We had a Polish New Testament from Pastor Yanick’s Church. I read out of my faded Bible I’d had since I was baptized at the beginning of middle school, and they had their Bibles in Polish.
It was a miracle when we sang together in church—us Americans and the Polish. We knew common songs and sang them together as one—them in their tongue, and us in ours. And all was for Jesus.
I have never heard such beautiful music.
We read on the lawn from John 13, where Jesus washes His disciples’ feet. We took turns reading, and then talked about it. I wanted them to love God’s Word as much as I did.
Little ones trailing, I walked across the town to where their team was holding the BBQ (‘American Hot-Doggie,’ as our translators explained it) in a park. At my request, Julia (another little friend) taught me Polish words, giggling at my lack of memory, and some of my attempted, guttural sounds.
Julia wanted to carry my purse, so I slipped it off my shoulder and handed it to her.
Dagmara trailed her little blonde-haired brother, his little hand in hers.
Claudia merrily skipped along, her eyes always alight. Claudia had insisted on carrying my backpack—and I had let her, though it was much too big for her.
Now, another of the girls wanted to carry it. Claudia frowned and shook her head.
How could I explain this? Claudia did not speak much English, and Dagmara only knew a few phrases and words. And Paulina wasn’t with us.
I tapped my foot with my hand. “Yaesues,” I said. Jesus, in Polish.
Jesus washed His disciples’ feet.
Being a servant to others.
A moment, then her eyes lit up. Quickly, Claudia took off the backpack and helped put it on the other girl’s shoulders.
My heart was filled with joy.
II. The King of Hearts
We performed, many times, a skit called The King of Hearts.
One man—macho, punching the air, not afraid of anything. Wearing a mask.
One woman—a clown, drinking, happy. Wearing a mask.
One woman (my character)—seductive, pleasurable in her movements, coy smile (I felt as uncomfortable as heck, and prayed all the while). Wearing a mask.

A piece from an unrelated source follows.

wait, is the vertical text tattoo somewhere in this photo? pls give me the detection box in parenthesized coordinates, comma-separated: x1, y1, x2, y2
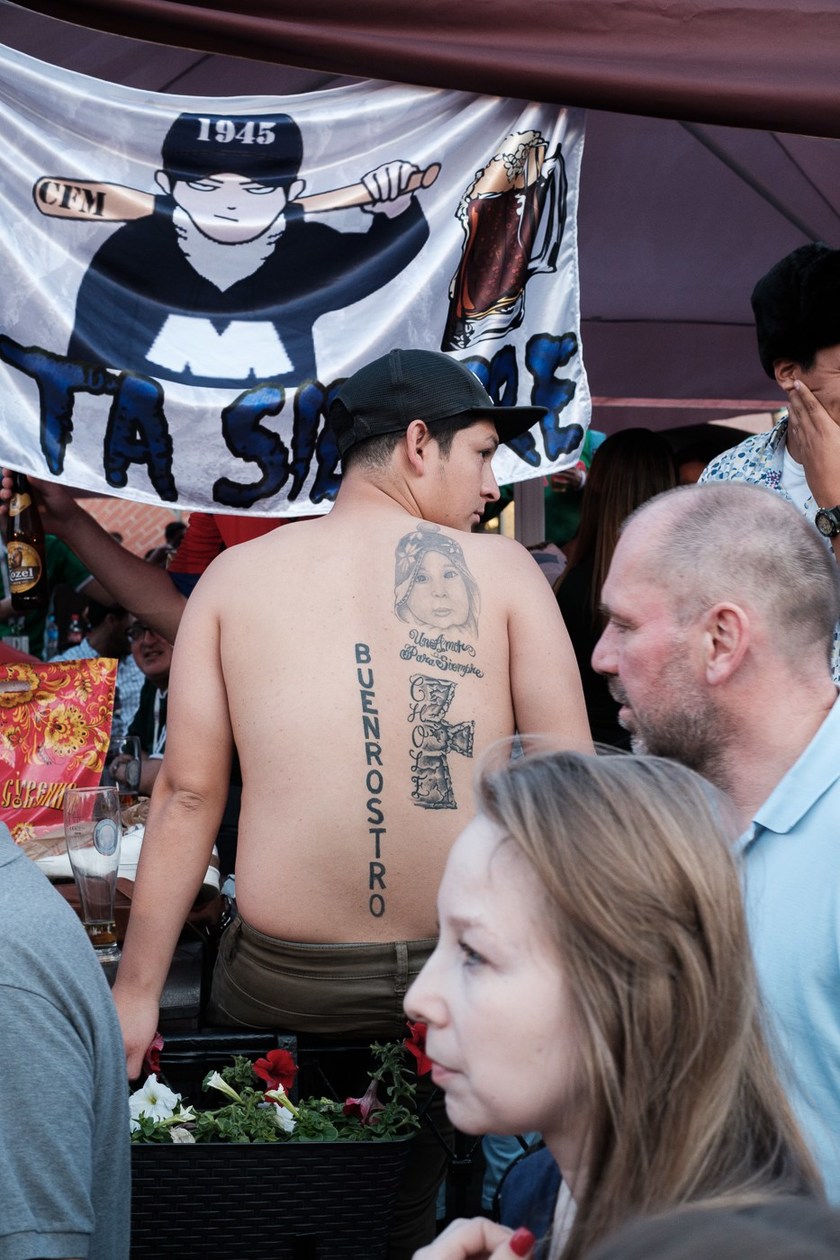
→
(355, 643, 387, 918)
(408, 674, 475, 809)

One Man—come to save. He took away their masks.
The man had pulled away in fear, cringing, when his mask came down.
The woman had looked into a mirror slowly, then turned away quickly, ashamed.
The clown had let down her mask for a moment, showing a sad face.
The Man took away the broken, fabric hearts pinned to their shirts, giving them a whole heart once more. And there was joy once more.
We came off stage.
Dagmara hurried over to me. She pointed to her chest, to my fabric heart pinned to mine, and she made a motion with her hands. Broken.
We prayed soon after, and she accepted Jesus into her heart. He made her whole once more.
The Calvary missions’ team needed to leave Poland behind and return home. The week had come to an end—but not the joy. That, we would continue in heaven. I look forward to it, my dear little friends.